The threat of Brexit - I sincerely hope the British people do not let it materialise tomorrow - calls upon us to move forward in deepening European integration. We need to step up and fight against Europe's neo-liberal austerity that created insecurity by destroying jobs and aggravating inequalities, and to fight against Fortress Europe that cruelly closes borders to those who beg for protection. Isolationism, intolerance and exclusion will only feed radicalisation and escalation of terror in our societies and globally.
This referendum is far from being just about the UK in the EU and it is far from being just about the UK: it deeply affects Europe as a whole and will have repercussions worldwide. That is why I was in Norfalk this weekend, with my Labour MEP colleague Richard Howitt, to support the IN campaign: I believe that we need a more united, solidary and democratic Europe and for that we must have the UK’s contribution: a pro-European UK can be crucial to make the changes the EU so badly needs.
There are many British young people who do not conceive a future without the European Union. They went on Erasmus and volunteering programs abroad, they were not forced to go to war, they study and work with colleagues from different nationalities, they travel and feel first-hand the benefits of being part of a Union that brought peace to a Europe tormented by centuries of wars. The result of the referendum will depend, to a great extent, on these young people not staying at home today and showing in the polls a UK that does not give up on the EU, but instead pushes towards the reforms needed and helps making it stronger and more effective in the global regulation.

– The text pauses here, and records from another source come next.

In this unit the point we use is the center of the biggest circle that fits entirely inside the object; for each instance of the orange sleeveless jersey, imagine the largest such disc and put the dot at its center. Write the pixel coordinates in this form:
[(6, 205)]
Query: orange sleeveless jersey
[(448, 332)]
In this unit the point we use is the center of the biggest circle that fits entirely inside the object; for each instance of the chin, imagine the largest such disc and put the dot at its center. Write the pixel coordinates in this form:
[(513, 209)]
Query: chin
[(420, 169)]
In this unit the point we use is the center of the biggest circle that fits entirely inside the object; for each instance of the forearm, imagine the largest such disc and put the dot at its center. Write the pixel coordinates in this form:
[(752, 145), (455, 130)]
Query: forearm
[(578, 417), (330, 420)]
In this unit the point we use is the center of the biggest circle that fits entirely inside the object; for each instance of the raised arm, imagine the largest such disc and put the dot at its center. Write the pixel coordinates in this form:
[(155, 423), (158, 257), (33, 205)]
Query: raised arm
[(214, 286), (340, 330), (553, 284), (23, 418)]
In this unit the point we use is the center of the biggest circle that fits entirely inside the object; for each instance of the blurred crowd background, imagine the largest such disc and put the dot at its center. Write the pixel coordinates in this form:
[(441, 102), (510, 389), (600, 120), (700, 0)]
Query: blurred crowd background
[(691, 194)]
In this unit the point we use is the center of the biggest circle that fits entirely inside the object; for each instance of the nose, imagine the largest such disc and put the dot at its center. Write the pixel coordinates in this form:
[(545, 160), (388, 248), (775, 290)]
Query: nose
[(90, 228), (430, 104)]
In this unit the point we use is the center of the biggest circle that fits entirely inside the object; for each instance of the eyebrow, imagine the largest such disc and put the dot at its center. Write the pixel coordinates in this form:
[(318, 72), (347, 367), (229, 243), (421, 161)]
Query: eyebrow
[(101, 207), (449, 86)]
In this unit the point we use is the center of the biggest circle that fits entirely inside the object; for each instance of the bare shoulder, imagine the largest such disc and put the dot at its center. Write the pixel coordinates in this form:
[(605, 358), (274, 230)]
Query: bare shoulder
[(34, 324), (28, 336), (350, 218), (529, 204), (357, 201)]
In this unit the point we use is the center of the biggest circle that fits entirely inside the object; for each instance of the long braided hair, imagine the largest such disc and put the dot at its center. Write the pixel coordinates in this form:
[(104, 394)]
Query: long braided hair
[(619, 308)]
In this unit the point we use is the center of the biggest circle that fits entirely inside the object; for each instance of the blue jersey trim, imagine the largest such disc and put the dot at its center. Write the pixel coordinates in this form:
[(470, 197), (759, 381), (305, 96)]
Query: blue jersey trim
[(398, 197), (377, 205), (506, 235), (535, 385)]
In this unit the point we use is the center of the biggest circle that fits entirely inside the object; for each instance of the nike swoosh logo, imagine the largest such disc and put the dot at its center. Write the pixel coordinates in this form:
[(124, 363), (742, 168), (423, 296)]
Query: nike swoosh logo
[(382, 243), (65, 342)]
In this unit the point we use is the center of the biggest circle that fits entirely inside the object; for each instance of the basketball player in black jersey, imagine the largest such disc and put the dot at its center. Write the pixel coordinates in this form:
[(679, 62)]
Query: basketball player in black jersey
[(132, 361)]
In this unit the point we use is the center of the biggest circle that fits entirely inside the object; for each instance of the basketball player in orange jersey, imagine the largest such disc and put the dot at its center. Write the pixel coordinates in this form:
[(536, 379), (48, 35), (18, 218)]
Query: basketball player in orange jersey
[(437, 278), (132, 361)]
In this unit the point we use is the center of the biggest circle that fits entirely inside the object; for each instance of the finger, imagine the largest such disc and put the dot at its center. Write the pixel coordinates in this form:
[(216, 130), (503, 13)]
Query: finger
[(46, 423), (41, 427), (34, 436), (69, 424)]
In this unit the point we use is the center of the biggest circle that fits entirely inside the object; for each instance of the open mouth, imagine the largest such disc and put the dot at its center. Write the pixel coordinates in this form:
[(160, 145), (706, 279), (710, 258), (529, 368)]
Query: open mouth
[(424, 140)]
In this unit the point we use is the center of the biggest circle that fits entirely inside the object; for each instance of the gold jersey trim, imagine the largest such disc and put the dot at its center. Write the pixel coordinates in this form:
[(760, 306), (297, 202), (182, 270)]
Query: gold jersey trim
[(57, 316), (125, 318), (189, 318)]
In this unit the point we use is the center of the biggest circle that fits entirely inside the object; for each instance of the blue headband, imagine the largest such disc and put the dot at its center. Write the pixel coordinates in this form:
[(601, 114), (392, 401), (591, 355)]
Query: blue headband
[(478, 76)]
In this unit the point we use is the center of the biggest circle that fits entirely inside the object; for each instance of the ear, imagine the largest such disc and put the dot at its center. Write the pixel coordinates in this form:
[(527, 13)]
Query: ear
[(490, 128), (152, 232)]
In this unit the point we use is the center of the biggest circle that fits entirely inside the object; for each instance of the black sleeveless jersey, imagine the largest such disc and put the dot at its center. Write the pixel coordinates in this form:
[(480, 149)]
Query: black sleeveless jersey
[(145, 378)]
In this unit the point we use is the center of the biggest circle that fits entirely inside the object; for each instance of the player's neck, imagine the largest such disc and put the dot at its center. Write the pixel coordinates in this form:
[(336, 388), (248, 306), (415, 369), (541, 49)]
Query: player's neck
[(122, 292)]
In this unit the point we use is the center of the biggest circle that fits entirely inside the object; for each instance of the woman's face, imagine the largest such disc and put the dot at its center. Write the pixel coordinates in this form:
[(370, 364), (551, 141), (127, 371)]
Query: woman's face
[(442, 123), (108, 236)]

I am, on my own, very critical of the EU. Constructively critical: I strongly feel that the EU needs reforms in both its structure and policies, and push daily for more democracy, more transparency, more accountability, more coherence and more effectiveness.
It is important to recognise that, in several aspects, we are quite far from living up to our European project and values. We also need to acknowledge that the dissatisfaction and mistrust felt by many citizens will not come to an end tomorrow, whatever the result. We need to get rid of the neo-liberal deregulation policies which created unemployment, social exclusion, inequalities and injustices, and explain the political resentment and the feeling of insecurity felt today by large sectors of our societies. People who may be instrumentalised by xenophobic and intolerant populism and radicalism, which are pushing many into violent extremism and even terrorism.
Disunity and distrust have been prevailing too often, because we failed in promoting solidarity and tolerance. Hatred and the extreme right propaganda have already made victims, as the brutal murder of MP Jo Cox tragically illustrates.
This referendum may be, above all, about the kind of society British people want to live in. Whatever the outcome, we need to use it as the decisive impulse for all of us, Europeans, to move ahead towards a more just society and a rules-based world we want to live in, in peace. For that we need to enforce the words Jo Cox was never afraid of using: “We have far more in common than which divides us”.